Giovanni Mancini: quando la vita si fonde con l’arte. Un racconto dell’uomo, una vita per l’opera d’arte
In agosto, a Guardia Sanframondi, ho avuto modo di visitare una mostra d’arte che non immaginavo mi avrebbe così profondamente colpita. L’esposizione in oggetto era quella delle opere di Giovanni Mancini, artista locale e professore di prestigiose Accademie d’Arte quali L’Accademia delle belle Arti di Catanzaro, Roma, Frosinone e Napoli.

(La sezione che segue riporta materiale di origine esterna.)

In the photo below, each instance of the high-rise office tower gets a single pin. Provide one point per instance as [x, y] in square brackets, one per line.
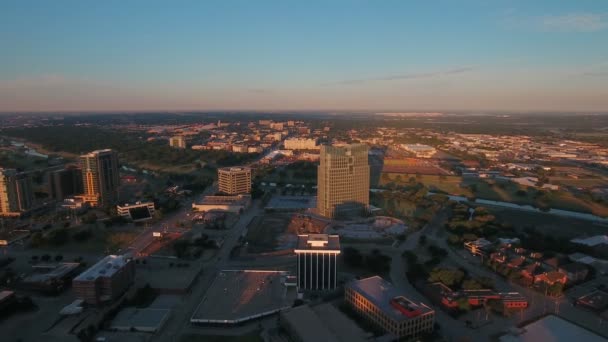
[234, 180]
[16, 193]
[64, 183]
[100, 177]
[178, 141]
[343, 181]
[317, 261]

Premetto di non essere una grande conoscitrice d’arte e lungi da me, in quest’articolo, addentrarmi in argomentazioni tecniche sul suo operato. Sono sempre stata dell’opinione che ognuno deve parlare di ciò che conosce. Quello che voglio far trapelare è l’uomo dietro l’artista, l’anima di un maestro che, come spesso accade, a lungo è stato incompreso e poco apprezzato da una comunità a cui ha dedicato gran parte della sua vita.

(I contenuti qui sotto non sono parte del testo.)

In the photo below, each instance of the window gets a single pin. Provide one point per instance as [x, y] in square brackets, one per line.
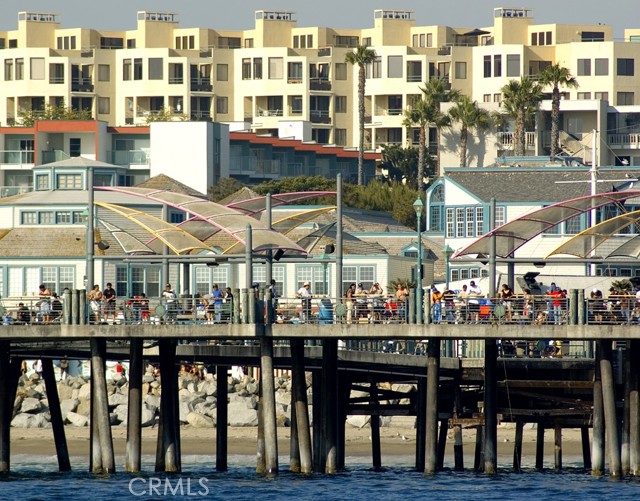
[69, 181]
[275, 68]
[257, 68]
[584, 67]
[75, 147]
[394, 67]
[513, 65]
[104, 105]
[246, 69]
[461, 70]
[376, 67]
[358, 274]
[104, 73]
[222, 72]
[126, 69]
[625, 98]
[601, 66]
[625, 67]
[37, 68]
[315, 276]
[222, 104]
[8, 69]
[497, 65]
[137, 68]
[487, 66]
[155, 68]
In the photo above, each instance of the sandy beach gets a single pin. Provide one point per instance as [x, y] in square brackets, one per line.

Io in primis, ammetto di non aver mai approfondito la conoscenza dell’operato del Mancini. Quando vivevo in pianta stabile a Guardia Sanframondi ero forse in quell’età troppo poco focalizzata su tematiche profonde come l’arte. La mia assenza di più di tredici anni di certo non mi ha poi aiutata a scoprirne il valore ma, fortunatamente lo scorso agosto, incappando, quasi per caso, alla mostra allestita in suo onore, Giovanni Mancini: Una vita per l’arte, presso la Domus Mata, la galleria d’arte a cui lui e sua moglie Caterina Tarantino, hanno dato vita con tanti sacrifici ed il comune smisurato amore per l’arte, ho avuto l’opportunità di scoprire il grande valore artistico delle sue opere e la grandezza d’animo dell’uomo che si celava dietro l’artista.
C’è un episodio in particolare che ha acceso la mia curiosità e che mi ha poi portata a voler scoprire di più della sua vita e della sua arte. Ricordo che mi aggiravo tra i corridoi della Domus osservando schizzi, dipinti e sculture e continuavo a chiedermi come mai ci si affanna tanto per partecipare a blasonate mostre d’arte di ogni tipo e poi non ci si accorge di aver avuto un grande esempio d’arte per tanti anni proprio lì, a casa, e di non avere mai avuto la possibilità di coglierne la bellezza né tantomeno apprezzarne in valore. E, guardandomi intorno, scorgendo l’espressione rapita di chi come me quel giorno era entrato ad osservare l’opera di Giovanni Mancini, ho capito che forse non ero l’unica a pensarla in quel modo. È il solito banale errore che ognuno di noi commette: guardare così tanto al di là del proprio naso da non riuscire più a vedere cosa c’è sotto. La storia ahimè che si ripete: si conosce e si apprezza il profondo valore di qualcuno, solo quando ormai non è più tra noi per potergli rendere il doveroso plauso.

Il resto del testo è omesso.